NEW YORK (STATI UNITI D'AMERICA) - Sembrava destinato a essere uno dei grandi protagonisti della finale dei Mondiali 2026, invece, per Lautaro Martinez, l'ultimo atto contro la Spagna si è trasformato in una serata amarissima. Appena quattro giorni dopo aver firmato il gol decisivo contro l'Inghilterra nella semifinale, regalando all'Argentina il pass per la finalissima, l'attaccante dell'Inter è rimasto incredibilmente in panchina per tutti i 120 minuti della sfida persa dall'Albiceleste, battuta 1-0 ai tempi supplementari dalla rete di Ferran Torres al 106'. Una scelta, quella del ct Lionel Scaloni, che ha inevitabilmente fatto discutere.
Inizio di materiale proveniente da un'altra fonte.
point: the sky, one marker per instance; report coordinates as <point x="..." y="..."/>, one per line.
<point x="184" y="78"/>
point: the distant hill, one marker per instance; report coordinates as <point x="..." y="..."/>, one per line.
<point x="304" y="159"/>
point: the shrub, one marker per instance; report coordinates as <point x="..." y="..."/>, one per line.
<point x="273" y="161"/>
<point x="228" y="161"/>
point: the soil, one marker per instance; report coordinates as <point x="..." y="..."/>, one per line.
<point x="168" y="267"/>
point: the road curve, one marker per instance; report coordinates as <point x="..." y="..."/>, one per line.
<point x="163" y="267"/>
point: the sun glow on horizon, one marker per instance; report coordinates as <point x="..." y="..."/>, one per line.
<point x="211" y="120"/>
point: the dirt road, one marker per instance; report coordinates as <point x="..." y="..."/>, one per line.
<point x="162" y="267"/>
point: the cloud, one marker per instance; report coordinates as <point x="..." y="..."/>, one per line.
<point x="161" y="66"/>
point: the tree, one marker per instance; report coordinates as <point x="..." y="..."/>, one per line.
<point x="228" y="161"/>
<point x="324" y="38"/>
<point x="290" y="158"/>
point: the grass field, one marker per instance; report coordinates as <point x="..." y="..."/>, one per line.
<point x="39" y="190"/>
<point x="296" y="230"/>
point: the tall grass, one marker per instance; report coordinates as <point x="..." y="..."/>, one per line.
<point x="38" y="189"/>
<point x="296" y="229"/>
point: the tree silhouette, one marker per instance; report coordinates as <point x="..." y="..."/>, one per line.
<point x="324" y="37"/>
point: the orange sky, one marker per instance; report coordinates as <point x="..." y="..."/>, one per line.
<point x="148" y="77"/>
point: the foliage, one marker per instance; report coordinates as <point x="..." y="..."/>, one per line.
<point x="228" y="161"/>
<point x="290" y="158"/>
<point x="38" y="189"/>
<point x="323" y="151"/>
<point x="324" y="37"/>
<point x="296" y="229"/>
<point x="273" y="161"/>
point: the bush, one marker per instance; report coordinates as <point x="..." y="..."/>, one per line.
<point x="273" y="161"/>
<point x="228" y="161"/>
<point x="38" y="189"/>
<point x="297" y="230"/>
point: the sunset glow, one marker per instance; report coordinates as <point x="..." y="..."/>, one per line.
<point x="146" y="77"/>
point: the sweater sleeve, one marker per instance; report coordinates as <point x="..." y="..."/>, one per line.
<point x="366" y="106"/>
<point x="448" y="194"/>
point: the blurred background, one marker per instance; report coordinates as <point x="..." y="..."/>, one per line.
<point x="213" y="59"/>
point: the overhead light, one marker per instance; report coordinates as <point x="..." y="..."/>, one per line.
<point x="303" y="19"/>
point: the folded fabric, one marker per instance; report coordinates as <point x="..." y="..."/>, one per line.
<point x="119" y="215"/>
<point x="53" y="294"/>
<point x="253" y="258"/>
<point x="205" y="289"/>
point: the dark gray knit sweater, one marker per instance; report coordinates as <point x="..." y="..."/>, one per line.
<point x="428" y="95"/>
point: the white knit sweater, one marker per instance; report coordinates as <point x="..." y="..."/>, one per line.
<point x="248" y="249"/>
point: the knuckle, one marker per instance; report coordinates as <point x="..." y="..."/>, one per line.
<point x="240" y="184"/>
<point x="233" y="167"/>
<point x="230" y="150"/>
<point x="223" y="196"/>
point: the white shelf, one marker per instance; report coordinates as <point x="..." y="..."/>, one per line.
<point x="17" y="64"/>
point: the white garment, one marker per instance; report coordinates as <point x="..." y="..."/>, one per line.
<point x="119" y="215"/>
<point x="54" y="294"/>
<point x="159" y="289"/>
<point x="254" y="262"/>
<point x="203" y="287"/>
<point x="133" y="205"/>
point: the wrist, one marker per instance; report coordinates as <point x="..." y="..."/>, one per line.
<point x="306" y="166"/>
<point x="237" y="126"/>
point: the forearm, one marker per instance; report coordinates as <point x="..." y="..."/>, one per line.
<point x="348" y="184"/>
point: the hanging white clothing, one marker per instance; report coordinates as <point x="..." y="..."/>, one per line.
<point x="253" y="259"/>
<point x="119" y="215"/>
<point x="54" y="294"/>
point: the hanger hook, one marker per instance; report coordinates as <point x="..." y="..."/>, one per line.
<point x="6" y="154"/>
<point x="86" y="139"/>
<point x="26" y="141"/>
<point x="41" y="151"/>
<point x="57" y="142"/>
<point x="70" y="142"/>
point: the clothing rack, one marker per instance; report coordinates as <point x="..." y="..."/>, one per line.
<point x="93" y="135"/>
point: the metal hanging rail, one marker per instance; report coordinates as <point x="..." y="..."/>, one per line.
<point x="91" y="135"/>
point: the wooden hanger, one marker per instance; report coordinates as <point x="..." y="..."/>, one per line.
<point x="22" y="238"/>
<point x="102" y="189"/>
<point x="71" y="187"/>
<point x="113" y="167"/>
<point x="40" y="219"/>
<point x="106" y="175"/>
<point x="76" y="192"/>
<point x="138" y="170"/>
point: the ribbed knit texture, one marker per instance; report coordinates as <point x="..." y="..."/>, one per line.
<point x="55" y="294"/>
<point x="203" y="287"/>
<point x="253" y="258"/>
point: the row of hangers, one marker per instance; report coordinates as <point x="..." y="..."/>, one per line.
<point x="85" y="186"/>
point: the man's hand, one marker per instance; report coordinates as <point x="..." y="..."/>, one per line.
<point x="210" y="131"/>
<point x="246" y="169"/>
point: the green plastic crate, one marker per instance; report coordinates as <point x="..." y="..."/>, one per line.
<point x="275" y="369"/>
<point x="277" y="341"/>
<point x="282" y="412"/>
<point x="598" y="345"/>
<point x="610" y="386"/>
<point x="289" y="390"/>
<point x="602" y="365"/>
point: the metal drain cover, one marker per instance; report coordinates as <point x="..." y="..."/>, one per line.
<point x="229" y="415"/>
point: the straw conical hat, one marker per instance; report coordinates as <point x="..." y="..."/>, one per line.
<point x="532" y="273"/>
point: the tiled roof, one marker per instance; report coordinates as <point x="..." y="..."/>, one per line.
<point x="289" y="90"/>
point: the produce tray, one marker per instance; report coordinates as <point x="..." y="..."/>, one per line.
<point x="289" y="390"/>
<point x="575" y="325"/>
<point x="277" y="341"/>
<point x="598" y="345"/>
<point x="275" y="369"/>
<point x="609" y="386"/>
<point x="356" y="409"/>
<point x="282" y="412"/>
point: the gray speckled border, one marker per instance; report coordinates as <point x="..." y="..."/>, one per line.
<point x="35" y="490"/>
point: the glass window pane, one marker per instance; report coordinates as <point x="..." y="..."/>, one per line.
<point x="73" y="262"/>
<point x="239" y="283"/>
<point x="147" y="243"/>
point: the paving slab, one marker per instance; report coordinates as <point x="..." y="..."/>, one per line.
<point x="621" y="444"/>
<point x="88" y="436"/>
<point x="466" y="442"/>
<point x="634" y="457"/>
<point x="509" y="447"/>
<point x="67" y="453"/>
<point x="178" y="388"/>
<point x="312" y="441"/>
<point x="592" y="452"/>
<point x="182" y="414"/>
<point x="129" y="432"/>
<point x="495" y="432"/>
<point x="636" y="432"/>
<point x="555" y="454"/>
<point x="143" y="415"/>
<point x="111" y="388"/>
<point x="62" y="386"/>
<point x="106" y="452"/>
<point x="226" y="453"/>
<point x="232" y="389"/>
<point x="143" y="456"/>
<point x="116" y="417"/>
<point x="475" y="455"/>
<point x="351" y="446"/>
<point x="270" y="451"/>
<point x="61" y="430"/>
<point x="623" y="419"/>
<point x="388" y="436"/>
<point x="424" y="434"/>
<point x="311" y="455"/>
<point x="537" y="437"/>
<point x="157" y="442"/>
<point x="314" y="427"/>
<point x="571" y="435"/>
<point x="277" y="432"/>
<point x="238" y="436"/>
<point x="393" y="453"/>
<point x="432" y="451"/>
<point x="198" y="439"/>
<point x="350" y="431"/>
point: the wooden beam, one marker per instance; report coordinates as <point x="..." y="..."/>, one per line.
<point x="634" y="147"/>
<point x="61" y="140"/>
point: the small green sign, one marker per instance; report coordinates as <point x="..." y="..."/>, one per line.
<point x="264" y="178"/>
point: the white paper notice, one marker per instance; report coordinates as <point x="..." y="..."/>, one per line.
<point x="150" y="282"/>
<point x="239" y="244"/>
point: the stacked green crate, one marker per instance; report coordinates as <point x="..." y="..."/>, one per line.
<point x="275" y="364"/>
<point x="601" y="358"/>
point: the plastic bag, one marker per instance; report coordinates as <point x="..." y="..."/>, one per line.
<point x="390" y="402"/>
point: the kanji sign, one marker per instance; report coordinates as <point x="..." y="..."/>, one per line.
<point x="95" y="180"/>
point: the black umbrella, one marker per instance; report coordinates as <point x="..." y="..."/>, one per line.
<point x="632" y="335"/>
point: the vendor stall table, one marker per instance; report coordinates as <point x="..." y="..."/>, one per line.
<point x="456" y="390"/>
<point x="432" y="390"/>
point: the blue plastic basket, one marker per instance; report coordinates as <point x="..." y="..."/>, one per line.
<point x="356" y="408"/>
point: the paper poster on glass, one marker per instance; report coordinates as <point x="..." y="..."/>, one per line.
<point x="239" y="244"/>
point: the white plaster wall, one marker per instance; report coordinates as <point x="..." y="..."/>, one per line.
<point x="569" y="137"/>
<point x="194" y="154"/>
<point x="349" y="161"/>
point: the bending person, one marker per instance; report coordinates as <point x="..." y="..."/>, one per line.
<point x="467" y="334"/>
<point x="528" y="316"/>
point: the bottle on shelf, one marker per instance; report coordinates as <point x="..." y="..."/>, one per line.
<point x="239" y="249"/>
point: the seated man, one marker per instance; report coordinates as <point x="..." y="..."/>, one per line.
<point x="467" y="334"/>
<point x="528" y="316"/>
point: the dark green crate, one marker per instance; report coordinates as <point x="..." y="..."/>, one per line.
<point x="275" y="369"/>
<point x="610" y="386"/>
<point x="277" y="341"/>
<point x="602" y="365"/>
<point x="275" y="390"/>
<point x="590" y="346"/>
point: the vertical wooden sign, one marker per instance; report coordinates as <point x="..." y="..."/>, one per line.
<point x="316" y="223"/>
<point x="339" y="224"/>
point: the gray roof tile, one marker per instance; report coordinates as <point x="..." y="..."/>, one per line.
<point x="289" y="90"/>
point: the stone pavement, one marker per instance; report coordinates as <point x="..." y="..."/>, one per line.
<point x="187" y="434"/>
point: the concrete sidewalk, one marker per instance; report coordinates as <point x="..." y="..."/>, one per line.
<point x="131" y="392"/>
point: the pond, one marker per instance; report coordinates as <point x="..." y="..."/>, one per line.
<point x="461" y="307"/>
Lautaro Martinez spettatore: zero minuti in finale contro la Spagna

La storia sembrava già scritta: in semifinale il Toro aveva cambiato il destino dell'Argentina entrando dalla panchina e trovando il gol del definitivo 2-1 contro l'Inghilterra nei minuti di recupero. Una rete pesantissima, quella che aveva mandato la Seleccion a giocarsi il secondo Mondiale consecutivo dopo il trionfo del 2022. Per molti, quel sigillo rappresentava anche la candidatura naturale a un ruolo centrale nella finale contro la Spagna. Non necessariamente da titolare, ma certamente da arma pronta a entrare in corso d'opera per cambiare volto alla partita. Così non è stato.
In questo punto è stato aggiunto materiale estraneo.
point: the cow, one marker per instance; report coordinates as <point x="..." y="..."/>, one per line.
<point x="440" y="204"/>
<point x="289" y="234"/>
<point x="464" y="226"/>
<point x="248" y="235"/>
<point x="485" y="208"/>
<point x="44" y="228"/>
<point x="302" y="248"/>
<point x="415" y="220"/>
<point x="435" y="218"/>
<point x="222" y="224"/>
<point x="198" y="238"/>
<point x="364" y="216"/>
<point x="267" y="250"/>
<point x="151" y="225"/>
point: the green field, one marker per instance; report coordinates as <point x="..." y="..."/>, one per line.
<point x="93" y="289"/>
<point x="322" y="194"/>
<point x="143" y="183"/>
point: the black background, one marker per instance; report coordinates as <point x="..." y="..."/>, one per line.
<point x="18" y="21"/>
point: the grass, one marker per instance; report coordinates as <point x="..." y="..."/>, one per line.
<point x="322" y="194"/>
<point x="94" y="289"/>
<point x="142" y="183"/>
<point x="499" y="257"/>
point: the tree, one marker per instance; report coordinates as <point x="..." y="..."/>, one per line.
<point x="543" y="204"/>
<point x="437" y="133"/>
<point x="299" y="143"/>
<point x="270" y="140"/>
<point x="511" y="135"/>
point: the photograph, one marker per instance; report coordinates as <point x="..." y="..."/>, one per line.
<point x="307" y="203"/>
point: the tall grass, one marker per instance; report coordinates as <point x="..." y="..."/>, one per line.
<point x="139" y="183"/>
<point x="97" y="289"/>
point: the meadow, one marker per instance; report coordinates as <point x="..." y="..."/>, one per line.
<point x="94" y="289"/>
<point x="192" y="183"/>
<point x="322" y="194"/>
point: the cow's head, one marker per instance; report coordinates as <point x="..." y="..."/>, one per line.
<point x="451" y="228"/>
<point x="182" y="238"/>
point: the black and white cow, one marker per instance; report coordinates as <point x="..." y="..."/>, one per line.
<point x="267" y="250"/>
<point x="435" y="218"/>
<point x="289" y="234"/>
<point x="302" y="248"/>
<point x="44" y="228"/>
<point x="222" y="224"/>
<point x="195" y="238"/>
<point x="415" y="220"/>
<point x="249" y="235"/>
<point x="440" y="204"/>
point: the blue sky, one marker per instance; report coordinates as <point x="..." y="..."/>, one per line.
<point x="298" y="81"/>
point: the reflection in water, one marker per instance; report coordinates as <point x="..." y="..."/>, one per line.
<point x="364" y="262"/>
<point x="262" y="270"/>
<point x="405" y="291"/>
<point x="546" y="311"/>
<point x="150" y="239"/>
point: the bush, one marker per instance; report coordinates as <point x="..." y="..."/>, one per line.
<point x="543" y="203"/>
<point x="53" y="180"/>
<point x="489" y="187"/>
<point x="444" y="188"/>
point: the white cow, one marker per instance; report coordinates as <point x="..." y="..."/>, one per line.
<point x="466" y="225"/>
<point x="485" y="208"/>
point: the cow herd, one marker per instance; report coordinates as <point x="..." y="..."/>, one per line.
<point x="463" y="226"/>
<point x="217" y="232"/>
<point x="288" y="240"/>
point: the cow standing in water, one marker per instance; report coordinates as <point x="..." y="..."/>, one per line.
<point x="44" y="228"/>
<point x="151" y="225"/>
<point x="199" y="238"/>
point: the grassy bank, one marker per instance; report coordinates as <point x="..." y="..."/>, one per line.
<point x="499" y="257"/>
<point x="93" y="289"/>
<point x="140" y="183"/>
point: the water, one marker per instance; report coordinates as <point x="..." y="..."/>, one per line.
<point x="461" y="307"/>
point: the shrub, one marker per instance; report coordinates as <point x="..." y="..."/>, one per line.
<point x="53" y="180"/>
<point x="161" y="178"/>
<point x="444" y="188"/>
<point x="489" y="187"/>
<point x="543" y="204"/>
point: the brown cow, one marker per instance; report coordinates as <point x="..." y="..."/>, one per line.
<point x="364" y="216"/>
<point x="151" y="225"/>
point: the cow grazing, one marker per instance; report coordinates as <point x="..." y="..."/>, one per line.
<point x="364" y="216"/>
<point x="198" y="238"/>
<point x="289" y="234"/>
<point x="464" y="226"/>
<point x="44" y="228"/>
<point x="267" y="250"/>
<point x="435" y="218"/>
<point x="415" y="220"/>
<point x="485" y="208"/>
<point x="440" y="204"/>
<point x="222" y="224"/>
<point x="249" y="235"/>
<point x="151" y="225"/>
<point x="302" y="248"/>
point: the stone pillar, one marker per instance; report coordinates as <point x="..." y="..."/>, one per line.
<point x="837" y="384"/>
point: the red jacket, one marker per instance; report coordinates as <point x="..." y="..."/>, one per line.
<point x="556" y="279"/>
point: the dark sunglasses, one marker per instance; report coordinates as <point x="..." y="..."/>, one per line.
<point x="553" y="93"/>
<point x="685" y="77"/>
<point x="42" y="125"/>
La scelta di Scaloni sorprende tutti: Lautaro resta in panchina per 120 minuti

Lionel Scaloni ha optato per un'altra gestione offensiva, confermando in attacco Lionel Messi e Julian Alvarez e utilizzando tutti e cinque i cambi senza mai chiamare in causa il numero 10 dell'Inter. Una decisione, influenzata anche dal rosso a Enzo Fernandez al 92', che ha lasciato increduli molti osservatori, considerando che la partita è rimasta in equilibrio fino ai supplementari e che proprio Lautaro era stato l'uomo decisivo appena pochi giorni prima. L'Argentina ha faticato a creare occasioni pulite contro il palleggio della Spagna, ha resistito per oltre cento minuti, ma al 106' ha dovuto arrendersi alla giocata vincente di Ferran Torres, che ha consegnato agli iberici il titolo mondiale.

La delusione di Lautaro Martinez: da uomo della provvidenza a semplice spettatore

Per Lautaro Martinez il rammarico è inevitabile. Dopo essere stato l'eroe della semifinale, ha assistito impotente dalla panchina alla partita più importante, senza avere la possibilità di incidere. Per un attaccante abituato a caricarsi la squadra sulle spalle, soprattutto nelle gare che pesano, restare seduto mentre il Mondiale sfuggiva dalle mani dei compagni rappresenta probabilmente una delle delusioni sportive più difficili da digerire.